I recently had a situation at a customer site where a physical NIC failure (Read the Critical Advisory I blogged about) caused an All Paths Down (APD) and management network failure. This required a replacement of the NIC, and in our case to a different NIC type, which didn’t have a compatible driver already installed on the host. See if you can guess where this is heading. New NIC installed, Host BIOS, NIC Firmware all updated, and then the real trouble started!
This forced us to move the management vmkernel port over to a different NIC temporarily on a standard vSwitch by force through the DCUI (hence blowing away the network config on the host). Because the NIC that failed (dual port 10Gb/s NIC) had the management and storage access configured on it (iSCSI) the host was not able to read it’s vDS configuration from the SAN. When we finally got the host reconnected to vCenter by relocating it’s vmkernel port this caused all of the vDS configuration to be unavailable. This was compounded by the fact that the failed NIC was replaced being a new NIC of a different type, and the driver didn’t support update manager. So we had to install it manually.
So now we have the host back into vCenter running on another NIC, which fortunately had the correct VLAN’s trunked to it. We’ve updated the NIC driver on the host and the new 10Gb/s NIC is visible. It’s got the same vmnic numbers for both uplinks due to it being installed in the same PCI slot location. Software iSCSI initiator is configured correctly as per the previous state. The host now thinks it’s attached to the vDS. But for some reason the vDS will not sync with the host no matter what we try. We were not even able to remove the host from the vDS, as vCenter thought the port previously occupied by the vmkernel port for management was still operational, which of course it wasn’t.
So the question at this point was how were we to get the host back and configured correctly on the network without completely rebuilding it or configuring all the networking from command line by force? The answer was by using Host Profiles! When we had originally configured this environment we had taken a host profile baseline and had all the hosts in compliance.
Host Profiles to the Rescue! I quickly checked the compliance of the other hosts that were available just to ensure that there was nothing wrong with our baseline host profile. Everything was good. I applied the baseline back to our problem host by puting it into maintenance mode, and then applying the profile. After entering all the relevant vmkernel port IP details for all the vmk ports and waiting a couple of minutes for the configuration everything was looking good.
Finally we rebooted the host to ensure that it started up correctly and could see all the datastores and paths. The host didn’t start! It got caught in an endless loop trying to boot from it’s CDROM and NIC’s. By this stage I was pulling out my hair to figure out why a host that was previously running after the NIC change would suddenly not boot off the internal SD card.
After considering the options for a couple of minutes I decided to enter the BIOS and check all the start order of the devices.
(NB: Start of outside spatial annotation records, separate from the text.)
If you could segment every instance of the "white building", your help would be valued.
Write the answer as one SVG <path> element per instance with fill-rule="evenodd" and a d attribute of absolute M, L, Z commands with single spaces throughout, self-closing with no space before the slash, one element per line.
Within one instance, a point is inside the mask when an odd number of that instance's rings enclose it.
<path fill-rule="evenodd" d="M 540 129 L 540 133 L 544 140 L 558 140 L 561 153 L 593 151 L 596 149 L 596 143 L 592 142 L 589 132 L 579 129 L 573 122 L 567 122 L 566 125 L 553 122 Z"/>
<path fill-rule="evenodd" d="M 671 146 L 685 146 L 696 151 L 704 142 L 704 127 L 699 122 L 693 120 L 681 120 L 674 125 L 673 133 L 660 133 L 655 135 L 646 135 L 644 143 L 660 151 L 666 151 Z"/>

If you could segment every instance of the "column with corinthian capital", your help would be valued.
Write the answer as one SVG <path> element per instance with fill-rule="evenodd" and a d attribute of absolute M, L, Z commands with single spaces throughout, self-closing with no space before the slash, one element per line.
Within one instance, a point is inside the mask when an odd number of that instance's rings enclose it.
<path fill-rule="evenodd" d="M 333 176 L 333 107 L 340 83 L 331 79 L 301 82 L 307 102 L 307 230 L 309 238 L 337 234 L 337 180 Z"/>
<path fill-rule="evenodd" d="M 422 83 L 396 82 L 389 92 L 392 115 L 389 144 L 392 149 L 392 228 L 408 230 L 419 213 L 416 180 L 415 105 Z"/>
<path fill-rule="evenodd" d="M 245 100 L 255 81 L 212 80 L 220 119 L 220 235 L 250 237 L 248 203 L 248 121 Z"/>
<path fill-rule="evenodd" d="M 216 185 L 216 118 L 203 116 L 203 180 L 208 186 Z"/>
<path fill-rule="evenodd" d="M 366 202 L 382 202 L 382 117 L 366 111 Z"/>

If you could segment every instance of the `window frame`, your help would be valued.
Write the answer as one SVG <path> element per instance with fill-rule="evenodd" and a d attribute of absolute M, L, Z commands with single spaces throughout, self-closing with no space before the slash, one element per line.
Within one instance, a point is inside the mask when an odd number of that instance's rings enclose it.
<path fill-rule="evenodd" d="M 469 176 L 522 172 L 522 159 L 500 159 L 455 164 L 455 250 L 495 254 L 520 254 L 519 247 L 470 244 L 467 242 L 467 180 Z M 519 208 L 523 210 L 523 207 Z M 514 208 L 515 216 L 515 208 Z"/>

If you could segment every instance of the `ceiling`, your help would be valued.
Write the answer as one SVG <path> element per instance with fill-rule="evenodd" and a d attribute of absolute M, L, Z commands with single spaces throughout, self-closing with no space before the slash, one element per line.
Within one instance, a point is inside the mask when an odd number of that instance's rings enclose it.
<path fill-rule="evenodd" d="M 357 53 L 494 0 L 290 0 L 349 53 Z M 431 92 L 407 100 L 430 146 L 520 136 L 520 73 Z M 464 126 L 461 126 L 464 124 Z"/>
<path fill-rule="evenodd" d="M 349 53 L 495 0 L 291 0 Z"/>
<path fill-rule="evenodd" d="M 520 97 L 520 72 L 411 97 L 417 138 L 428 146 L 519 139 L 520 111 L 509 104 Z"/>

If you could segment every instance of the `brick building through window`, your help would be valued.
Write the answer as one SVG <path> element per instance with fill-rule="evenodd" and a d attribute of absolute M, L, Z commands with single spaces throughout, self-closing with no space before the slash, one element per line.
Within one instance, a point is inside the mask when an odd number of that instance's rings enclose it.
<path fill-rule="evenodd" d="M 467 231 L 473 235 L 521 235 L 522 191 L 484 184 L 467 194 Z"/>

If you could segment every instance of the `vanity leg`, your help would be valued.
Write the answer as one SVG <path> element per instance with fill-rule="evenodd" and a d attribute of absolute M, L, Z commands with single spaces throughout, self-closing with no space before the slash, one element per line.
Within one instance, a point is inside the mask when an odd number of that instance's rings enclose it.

Even though the SD card was in the list of start up devices it wasn’t the first in the order. I updated the order so the SD card was first, which in theory should have no baring on it’s ability to start up, as it was previously working. Then I exited the BIOS and with fingers crossed hoped that the host would boot. After it took a couple of minutes to go through post there was a huge relief when the hypervisor started to boot. Once the host had booted we found all the NIC’s and vDS configuration was correct, all the datastores were visible, and finally the host was back up and running.
Lessons learned from this experience:
- This failure would not have happened if there were another 10Gb/s NIC in the host of a different make/model and the storage / management ports were distributed across the different NICs. This was not possible originally due to the cost of ports and host NICs and security / separation requirements for the 1Gb/s NICs in the host. Perhaps two single port 10Gb/s NIC’s would have been better than a single dual port 10Gb/s NIC in this situation. Given the small difference in cost between dual port and single port 10Gb/s NIC’s even having two dual ports of a different type and only using one port on each would have been a better solution as a single port failure could then also be easily fixed.
- Host profiles and Enterprise Plus licenses are really valuable not only when things are going well but also when things go wrong. This experience demonstrates the value of host profiles in addressing configuration faults and bringing a host back into operation, which would have taken significantly longer otherwise.
- Make sure your internal SD card (if you’re using one) is the first in the boot order. If you do a BIOS update, make sure you check this to ensure it’s still correct after the update.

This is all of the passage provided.